# 2012 Pheasant Release Dates



## Net (Apr 10, 2004)

http://www.dnr.state.oh.us/Home/New...ase-More-Than-15-000-Pheasants-Statewide.aspx

ODNR to Release More Than 15,000 Pheasants Statewide beginning Oct 19.


----------



## Buckeye Ron (Feb 3, 2005)

Wonder why none released at Deercreek in Pickaway county?


----------



## littleking (Jun 25, 2005)

Buckeye Ron said:


> Wonder why none released at Deercreek in Pickaway county?


they havent released at deer creek in well over a decade. Deercreek is a wild population


----------



## TomC (Aug 14, 2007)

Im looking forward to it. I took a wee bit of time off in november. Im off nov 1,2,3,4,8,9,10,11,15,16, and the 29th thru dec 2nd! Ill be at springvalley and ceasers running the beagles again this year. Gona do some deer hunting as well.


----------



## fish*FEAR*me (Mar 8, 2006)

So the season opens on a Friday this year?..The article says they are releasing birds on Friday Nov. 1st. But Friday is the second and that's opening day.


----------



## claytonhaske (Apr 16, 2010)

fish*FEAR*me said:


> So the season opens on a Friday this year?..The article says they are releasing birds on Friday Nov. 1st. But Friday is the second and that's opening day.
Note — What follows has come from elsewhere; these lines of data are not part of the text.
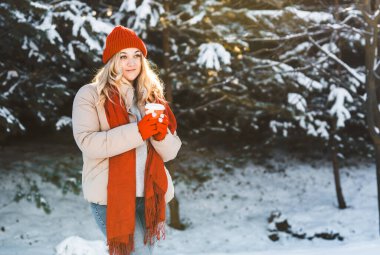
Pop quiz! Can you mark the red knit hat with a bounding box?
[103,25,148,64]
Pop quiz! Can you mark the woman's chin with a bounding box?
[124,75,137,82]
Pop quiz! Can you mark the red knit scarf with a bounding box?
[105,90,177,255]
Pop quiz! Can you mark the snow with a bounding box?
[0,146,380,255]
[328,87,353,128]
[251,57,325,90]
[288,93,307,112]
[295,112,330,140]
[119,0,136,12]
[183,11,206,25]
[245,7,334,25]
[197,43,231,71]
[0,106,25,132]
[55,116,71,130]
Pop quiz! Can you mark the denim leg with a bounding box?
[91,203,107,237]
[131,198,154,255]
[91,198,154,255]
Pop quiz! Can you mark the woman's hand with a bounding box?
[137,114,158,141]
[153,113,169,141]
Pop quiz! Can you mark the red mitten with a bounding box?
[137,114,158,141]
[153,114,169,141]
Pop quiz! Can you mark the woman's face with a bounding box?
[120,48,142,82]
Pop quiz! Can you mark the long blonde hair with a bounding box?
[92,52,166,105]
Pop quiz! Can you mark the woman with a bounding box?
[72,26,181,255]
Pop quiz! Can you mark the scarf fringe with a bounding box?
[144,193,166,245]
[108,234,135,255]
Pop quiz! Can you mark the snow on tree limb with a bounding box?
[328,87,353,128]
[197,43,231,71]
[308,36,365,84]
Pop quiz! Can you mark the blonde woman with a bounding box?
[72,26,181,255]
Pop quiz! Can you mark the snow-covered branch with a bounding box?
[308,36,365,84]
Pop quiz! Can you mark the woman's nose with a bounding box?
[127,59,136,66]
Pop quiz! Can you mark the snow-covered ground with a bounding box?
[0,144,380,255]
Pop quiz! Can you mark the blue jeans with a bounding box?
[90,197,153,255]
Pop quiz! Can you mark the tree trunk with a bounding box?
[362,0,380,233]
[162,0,173,103]
[162,0,185,230]
[330,120,347,209]
[330,0,347,209]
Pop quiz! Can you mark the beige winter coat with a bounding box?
[72,83,182,205]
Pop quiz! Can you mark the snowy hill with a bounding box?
[0,144,380,255]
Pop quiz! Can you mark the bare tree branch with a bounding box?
[309,36,365,84]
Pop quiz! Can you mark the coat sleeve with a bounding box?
[149,129,182,162]
[72,86,144,158]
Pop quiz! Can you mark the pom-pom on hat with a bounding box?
[103,25,148,64]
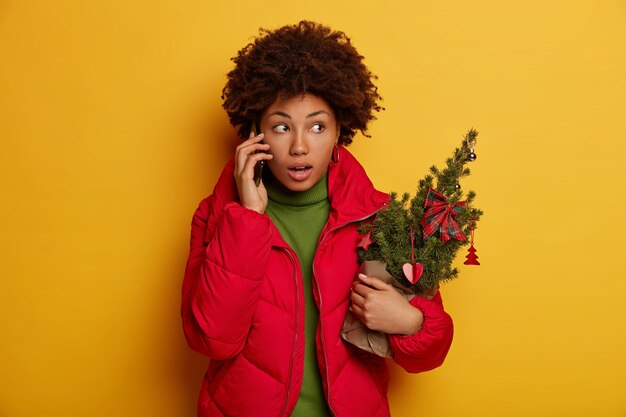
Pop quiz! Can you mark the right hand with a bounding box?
[234,133,273,213]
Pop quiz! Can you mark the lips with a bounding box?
[287,163,313,181]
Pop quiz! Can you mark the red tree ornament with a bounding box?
[357,230,374,250]
[463,219,480,265]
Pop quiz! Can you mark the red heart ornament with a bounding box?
[402,263,424,285]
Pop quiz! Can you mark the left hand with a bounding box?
[350,274,424,335]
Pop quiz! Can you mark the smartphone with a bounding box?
[252,122,265,187]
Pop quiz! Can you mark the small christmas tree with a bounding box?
[359,129,483,294]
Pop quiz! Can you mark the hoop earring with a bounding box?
[330,143,339,165]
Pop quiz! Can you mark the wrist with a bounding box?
[403,304,424,336]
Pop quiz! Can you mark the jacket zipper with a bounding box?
[313,204,387,416]
[280,248,300,417]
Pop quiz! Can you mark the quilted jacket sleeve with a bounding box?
[181,197,271,359]
[389,292,453,373]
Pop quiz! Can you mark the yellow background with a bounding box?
[0,0,626,417]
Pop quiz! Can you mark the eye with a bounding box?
[272,123,289,133]
[311,123,325,133]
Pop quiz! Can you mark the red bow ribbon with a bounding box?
[422,187,467,242]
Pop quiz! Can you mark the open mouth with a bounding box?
[287,165,313,181]
[289,166,313,172]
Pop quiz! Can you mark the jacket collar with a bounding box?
[209,146,389,246]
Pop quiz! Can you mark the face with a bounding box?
[261,94,339,191]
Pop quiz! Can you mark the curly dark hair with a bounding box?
[222,21,383,145]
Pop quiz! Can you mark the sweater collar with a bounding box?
[263,170,328,207]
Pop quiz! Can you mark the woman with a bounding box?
[182,21,452,417]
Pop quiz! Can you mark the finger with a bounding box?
[235,142,271,175]
[239,152,274,179]
[352,281,376,298]
[237,133,265,149]
[358,274,390,290]
[348,304,365,321]
[350,290,365,307]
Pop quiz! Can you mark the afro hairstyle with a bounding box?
[222,21,383,145]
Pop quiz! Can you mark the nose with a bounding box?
[289,128,309,156]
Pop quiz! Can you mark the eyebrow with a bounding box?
[267,110,330,119]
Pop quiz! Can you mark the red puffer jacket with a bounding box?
[182,148,452,417]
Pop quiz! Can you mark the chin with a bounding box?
[283,180,316,192]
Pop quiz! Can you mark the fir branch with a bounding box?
[359,129,483,293]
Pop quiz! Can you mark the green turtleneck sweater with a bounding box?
[263,174,330,417]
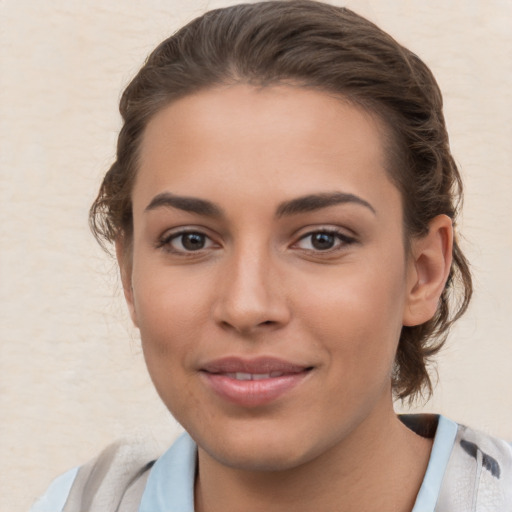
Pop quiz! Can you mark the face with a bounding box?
[123,85,420,469]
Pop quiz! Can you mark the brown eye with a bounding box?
[178,233,206,251]
[311,233,337,251]
[159,231,215,254]
[296,231,355,252]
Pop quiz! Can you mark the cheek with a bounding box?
[298,256,405,381]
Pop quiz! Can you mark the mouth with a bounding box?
[200,357,314,407]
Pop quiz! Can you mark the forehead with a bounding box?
[134,85,396,218]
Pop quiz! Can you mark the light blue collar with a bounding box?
[139,416,457,512]
[139,433,197,512]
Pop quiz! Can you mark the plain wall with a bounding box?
[0,0,512,512]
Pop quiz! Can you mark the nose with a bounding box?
[213,251,290,335]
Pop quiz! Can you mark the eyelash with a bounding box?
[156,228,356,257]
[294,228,356,254]
[156,229,218,256]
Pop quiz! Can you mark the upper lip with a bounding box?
[201,356,311,374]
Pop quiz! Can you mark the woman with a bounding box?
[34,0,512,512]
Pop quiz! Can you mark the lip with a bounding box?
[200,357,312,407]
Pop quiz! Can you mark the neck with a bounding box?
[195,407,432,512]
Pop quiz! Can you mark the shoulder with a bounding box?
[30,468,78,512]
[30,438,162,512]
[438,425,512,512]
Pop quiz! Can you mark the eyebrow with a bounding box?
[145,192,377,218]
[276,192,377,218]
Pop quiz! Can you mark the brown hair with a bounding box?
[90,0,472,399]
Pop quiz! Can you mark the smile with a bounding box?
[200,358,313,407]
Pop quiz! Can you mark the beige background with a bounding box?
[0,0,512,512]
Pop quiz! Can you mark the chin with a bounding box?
[198,422,321,471]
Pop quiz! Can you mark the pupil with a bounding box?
[182,233,204,251]
[312,233,335,250]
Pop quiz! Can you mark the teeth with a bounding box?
[225,372,283,380]
[235,372,252,380]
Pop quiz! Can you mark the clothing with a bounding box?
[31,415,512,512]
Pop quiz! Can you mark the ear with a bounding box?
[403,215,453,326]
[115,239,138,327]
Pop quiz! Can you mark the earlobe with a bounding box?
[403,215,453,326]
[115,239,138,327]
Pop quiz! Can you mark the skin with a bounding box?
[117,85,452,512]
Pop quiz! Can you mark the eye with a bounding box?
[158,231,215,253]
[295,230,355,252]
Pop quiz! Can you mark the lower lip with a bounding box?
[201,370,310,407]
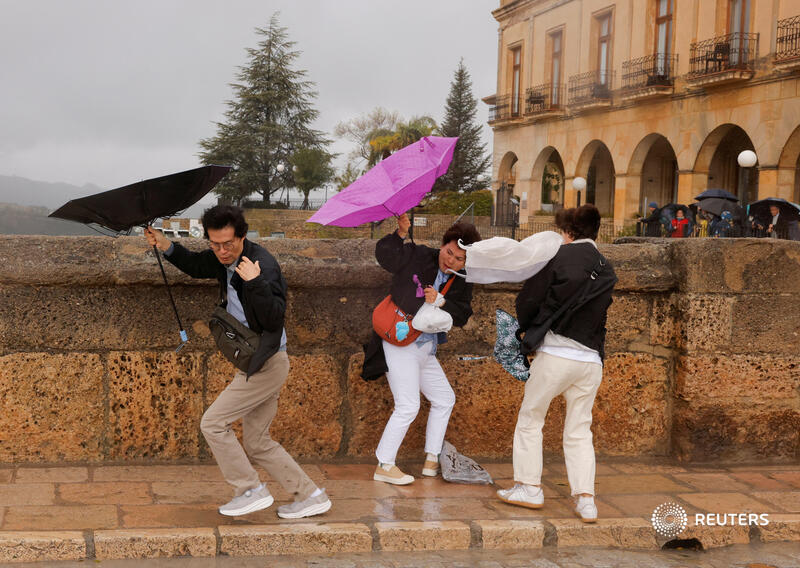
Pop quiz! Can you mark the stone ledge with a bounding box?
[475,520,544,550]
[549,518,660,550]
[375,521,471,551]
[758,515,800,542]
[94,529,217,560]
[0,531,86,563]
[219,523,372,556]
it was a misprint....opening day is november 2nd. which is friday. good luck and stay safe!!!


----------



## littleking (Jun 25, 2005)

fish*FEAR*me said:


> So the season opens on a Friday this year?..The article says they are releasing birds on Friday Nov. 1st. But Friday is the second and that's opening day.


opening day is always on a friday


----------



## fish*FEAR*me (Mar 8, 2006)

Ohhhh.. I thought it always started on a sat. That's why I was confused..thanks


----------